Obama Date Night: Presidential Menu Revealed
President Barack Obama recently took a night off from his political duties to treat Michelle to dinner -- and "Extra" spoke to Chef Michel Richard about the First couple's romantic night!
Richard, Chef of D.C. hotspot Citronelle, tells "Extra" that he learned that the President and the First Lady were coming to his restaurant only an hour before they arrived! "We had a reservation for two people from the White House... but did not know who it was," Michel explained. "At five to six, forty secret service were all over. They blocked the street."

The Obamas ordered an appetizer of soft shell crab tempura and eggplant shortly after sitting down for their meal. For their entrees, Michelle requested a lobster burger -- and despite it not being on the menu, the chef complied! "She asked for it and it was impossible to refuse to the queen of this country, so we gave it to her!"
The Commander-in-Chief kept things light with 72-hour aged beef and only one French fry. Richard says, "He wants to stay skinny, you know?"
The Obamas also enjoyed drinks and dessert! Both Michelle and Barack Obama drank a martini, straight up and garnished with an olive. The couple indulged in crème brûlée, but skipped the pastry that came with the dish.
Richard also confirmed that the Obamas are good tippers, leaving a 20% gratuity! Michel told us that Michelle even planted a kiss on him when the first couple left dinner! "When she said goodbye to me, she talked to me in French. She kissed me and grabbed me. My wife was right there. No fight," Richard adds, laughing.
So, how much will Richard charge for future patrons to sit at the Obama table? "Zero...Zero." On second thought, "Maybe we are going to charge. Make them order a bottle of Cristal."

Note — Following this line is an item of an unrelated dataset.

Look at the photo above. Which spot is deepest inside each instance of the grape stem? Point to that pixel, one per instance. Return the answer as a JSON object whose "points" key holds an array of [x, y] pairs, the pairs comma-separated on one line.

The busy busy life of a President and His Wife..
Get dressed- make sure it’s the EXPENSIVE sneakers.
Change Ms.Obamas hair 2 maybe 3 times.
Make sure whatever she finally decides to wear has NO SLEEVES.

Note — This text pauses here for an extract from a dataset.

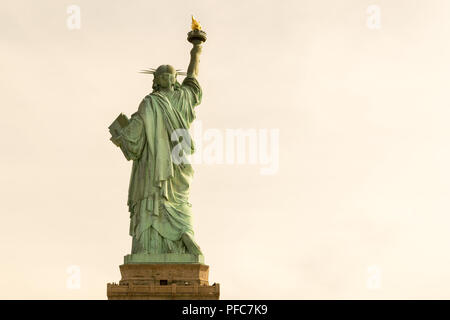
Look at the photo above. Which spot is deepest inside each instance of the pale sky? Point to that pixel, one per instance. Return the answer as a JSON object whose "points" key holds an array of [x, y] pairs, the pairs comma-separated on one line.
{"points": [[359, 207]]}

Spend american taxpayers money with security, lots of gas for ALL the motorcade, and be certain to cue the local fan clubs to scream, and jump at the Obamas feet with holy water!
Have your dinner, leave the napkins for some disturbed cook to sell on ebay.

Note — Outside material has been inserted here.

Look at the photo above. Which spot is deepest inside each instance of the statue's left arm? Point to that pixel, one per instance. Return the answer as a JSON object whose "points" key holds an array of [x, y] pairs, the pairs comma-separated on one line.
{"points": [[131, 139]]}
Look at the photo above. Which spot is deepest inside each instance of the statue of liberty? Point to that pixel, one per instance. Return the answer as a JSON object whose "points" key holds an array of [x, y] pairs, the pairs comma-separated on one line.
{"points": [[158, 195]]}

Tip the waiter 20 percent? WHAT? THAT’S ALL?
later make plans with Oprah, follow up with other elite elbows in hollywood.
Don’t forget your photo shoots the all the magazines!
WE GET IT EXTRA!! They eat, and live a lavish life! They have all the finest things, rub noses with the wealthiest people, and enjoy trash tabloids like EXTRA following them everywhere but the bathroom!!
We understand how “perfect” they are! We’re delighted that no one makes you happier than the Obamas!
EXTRA covers the gossip of HOLLYWOOD afterall. We’re getting the hollywood rock star President, but where’s the in depth gossip?